Тем не менее Шула со своими хитрыми делами ходил, что называется, по краю пропасти, поэтому с нетерпением ждал, когда Вавилон завоюет царь ашшуров Шаррукин, который покровительствовал купцам и иному торговому люду.
— Принес? — спросил Эрибу, едва шевеля губами и не поднимая глаз на Даян-бэл-уцура, чтобы не вызвать подозрений у царских шпиков.
А он уже точно знал, что двое из них изображают заезжих купцов на изрядном подпитии. С виду пьяненькие, а глаза востры и так и рыскают по харчевне, частенько останавливаясь на Эрибу. Это обстоятельство сильно встревожило лапуттама: неужели он под подозрением?!
К сожалению, в этот раз Эрибу не мог воспользоваться помощью своих подчиненных, которые прикрывали командира в подобных ситуациях. Даян-бэл-уцур был драгоценным камнем в короне осведомителей туртану Син-ах-уцура, и открывать его личность даже перед верными солдатами-разведчиками было запрещено категорически.
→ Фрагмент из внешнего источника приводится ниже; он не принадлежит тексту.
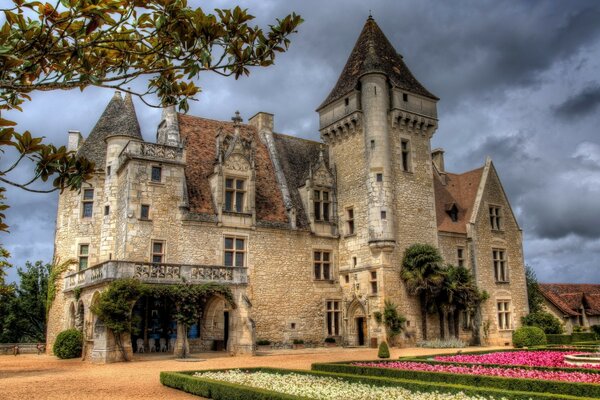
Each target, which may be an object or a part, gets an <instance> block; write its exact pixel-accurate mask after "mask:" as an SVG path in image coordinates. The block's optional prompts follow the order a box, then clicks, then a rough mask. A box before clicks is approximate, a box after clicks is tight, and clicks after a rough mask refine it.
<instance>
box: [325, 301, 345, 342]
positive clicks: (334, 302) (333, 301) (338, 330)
mask: <svg viewBox="0 0 600 400" xmlns="http://www.w3.org/2000/svg"><path fill="white" fill-rule="evenodd" d="M326 303H327V311H326V318H327V320H326V323H327V336H339V335H340V319H341V315H342V312H341V308H340V302H339V301H327V302H326Z"/></svg>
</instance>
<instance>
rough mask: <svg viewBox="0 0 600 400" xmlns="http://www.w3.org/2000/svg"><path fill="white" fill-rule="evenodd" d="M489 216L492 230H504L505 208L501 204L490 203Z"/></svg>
mask: <svg viewBox="0 0 600 400" xmlns="http://www.w3.org/2000/svg"><path fill="white" fill-rule="evenodd" d="M487 206H488V217H489V221H490V228H491V230H492V231H496V232H502V231H504V210H503V207H502V206H501V205H499V204H493V203H488V205H487Z"/></svg>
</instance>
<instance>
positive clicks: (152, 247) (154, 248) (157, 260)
mask: <svg viewBox="0 0 600 400" xmlns="http://www.w3.org/2000/svg"><path fill="white" fill-rule="evenodd" d="M164 260H165V242H163V241H162V240H153V241H152V262H153V263H155V264H161V263H163V262H164Z"/></svg>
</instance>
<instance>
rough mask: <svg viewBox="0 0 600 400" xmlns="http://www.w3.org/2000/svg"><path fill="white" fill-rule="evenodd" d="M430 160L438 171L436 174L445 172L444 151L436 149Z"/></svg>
mask: <svg viewBox="0 0 600 400" xmlns="http://www.w3.org/2000/svg"><path fill="white" fill-rule="evenodd" d="M431 159H432V160H433V163H434V164H435V166H436V167H437V169H438V172H446V169H445V168H444V149H441V148H437V149H433V151H432V152H431Z"/></svg>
Писец ростовщика Шулы оказался истинным кладезем ценнейшей информации о состоянии армии халдеев. В особенности по части ее оружия и снабжения, благодаря чему можно было точно определить количество войск и намерения Мардук-апла-иддина. Тем более, что Шула являлся одним из немногих купцов, которые занимались заготовкой продовольствия для армейских нужд. А писец-секретарь, естественно, вел все записи на этот счет.
— Угу… — буркнул Даян-бэл-уцур, налегая на изрядный кусок жареного мяса.
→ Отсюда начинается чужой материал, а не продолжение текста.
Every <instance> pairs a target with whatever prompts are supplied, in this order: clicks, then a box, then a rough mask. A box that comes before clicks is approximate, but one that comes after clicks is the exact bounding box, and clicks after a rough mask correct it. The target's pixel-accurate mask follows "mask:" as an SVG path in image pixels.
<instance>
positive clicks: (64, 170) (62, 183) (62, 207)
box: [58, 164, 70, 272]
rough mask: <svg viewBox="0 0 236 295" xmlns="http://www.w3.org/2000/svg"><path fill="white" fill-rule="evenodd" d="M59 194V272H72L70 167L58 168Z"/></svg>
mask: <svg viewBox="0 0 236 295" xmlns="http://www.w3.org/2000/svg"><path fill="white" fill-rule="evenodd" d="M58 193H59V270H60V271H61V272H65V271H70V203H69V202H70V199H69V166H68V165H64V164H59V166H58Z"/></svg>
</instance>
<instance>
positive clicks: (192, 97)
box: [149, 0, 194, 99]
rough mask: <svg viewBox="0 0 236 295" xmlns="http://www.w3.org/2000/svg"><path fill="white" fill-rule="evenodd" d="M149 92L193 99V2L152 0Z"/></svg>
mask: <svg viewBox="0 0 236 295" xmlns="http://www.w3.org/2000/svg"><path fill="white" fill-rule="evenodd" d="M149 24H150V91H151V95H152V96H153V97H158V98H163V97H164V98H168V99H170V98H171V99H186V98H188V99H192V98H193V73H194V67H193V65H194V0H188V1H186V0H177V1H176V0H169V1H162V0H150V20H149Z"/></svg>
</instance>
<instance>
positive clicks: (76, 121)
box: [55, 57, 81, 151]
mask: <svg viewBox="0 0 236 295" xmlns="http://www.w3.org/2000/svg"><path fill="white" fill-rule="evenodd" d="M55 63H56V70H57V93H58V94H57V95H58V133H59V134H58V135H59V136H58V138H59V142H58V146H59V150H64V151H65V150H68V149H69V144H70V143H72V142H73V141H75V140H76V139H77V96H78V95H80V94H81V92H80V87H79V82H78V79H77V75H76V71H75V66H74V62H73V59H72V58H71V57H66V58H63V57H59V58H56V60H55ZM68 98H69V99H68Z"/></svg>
Он вел себя вполне естественно, однако тревожный блеск в его черных глазах без лишних слов говорил о том, что осведомитель кожей чувствует опасность, хотя пока не ведает, откуда она происходит. Эрибу уже доводилось встречаться с ним, и он хорошо изучил реакции писца, который временами напоминал хорька — как своим внешним видом, так и пугливостью. Впрочем, винить его за это Эрибу не имел морального права. Можно только представить, что сделают с осведомителем палачи халдеев, попадись он в руки царских ищеек…
Свернутый в трубочку пергамент писец Шулы незаметно передал Эрибу под столом. Лапуттам тут же, не делая лишних движений, спрятал его под одеждой. Покончив с жарким (нужно сказать, что аппетит у Даян-бэл-уцура был отменным; похоже, прижимистый ростовщик держал своего секретаря впроголодь), писец вежливо кивнул, прощаясь с соседом по столу, и неторопливо направился к выходу, хотя ему явно хотелось не идти, а бежать.
Две царские «ищейки» проводили его заинтересованными взглядами, но даже не дернулись. Они хорошо знали, кто такой Даян-бэл-уцур. Скорее всего, они посчитали, что в харчевню Шапи-кальби он зашел, чтобы подкрепиться, благо наступило обеденное время. Вычислил их и востроглазый писец, так как шпики сидели неподалеку от выхода, и от этого его неважное настроение и вовсе испортилось.
Едва оказавшись на улице, изрядно напуганный Даян-бэл-уцур и впрямь, постоянно оглядываясь, припустил трусцой, что, впрочем, не было удивительным для жителей Вавилона.
По улицам сновали разносчики снеди, которую в обед заказывали на дом некоторые состоятельные горожане (а они требовали, чтобы еда была с пылу-жару), и многочисленные посыльные, как различных вельмож, так и купеческие, а их оплата зависела от скорости передвижения. Поэтому временами улицы Вавилона напоминали разоренный муравейник с его хаотической и с виду бессмысленной суетой. Конечно, одежда посыльных, нередко рабов, была скромной, но и писец вырядился в поношенное платье простолюдина, так что на него никто не обратил должного внимания.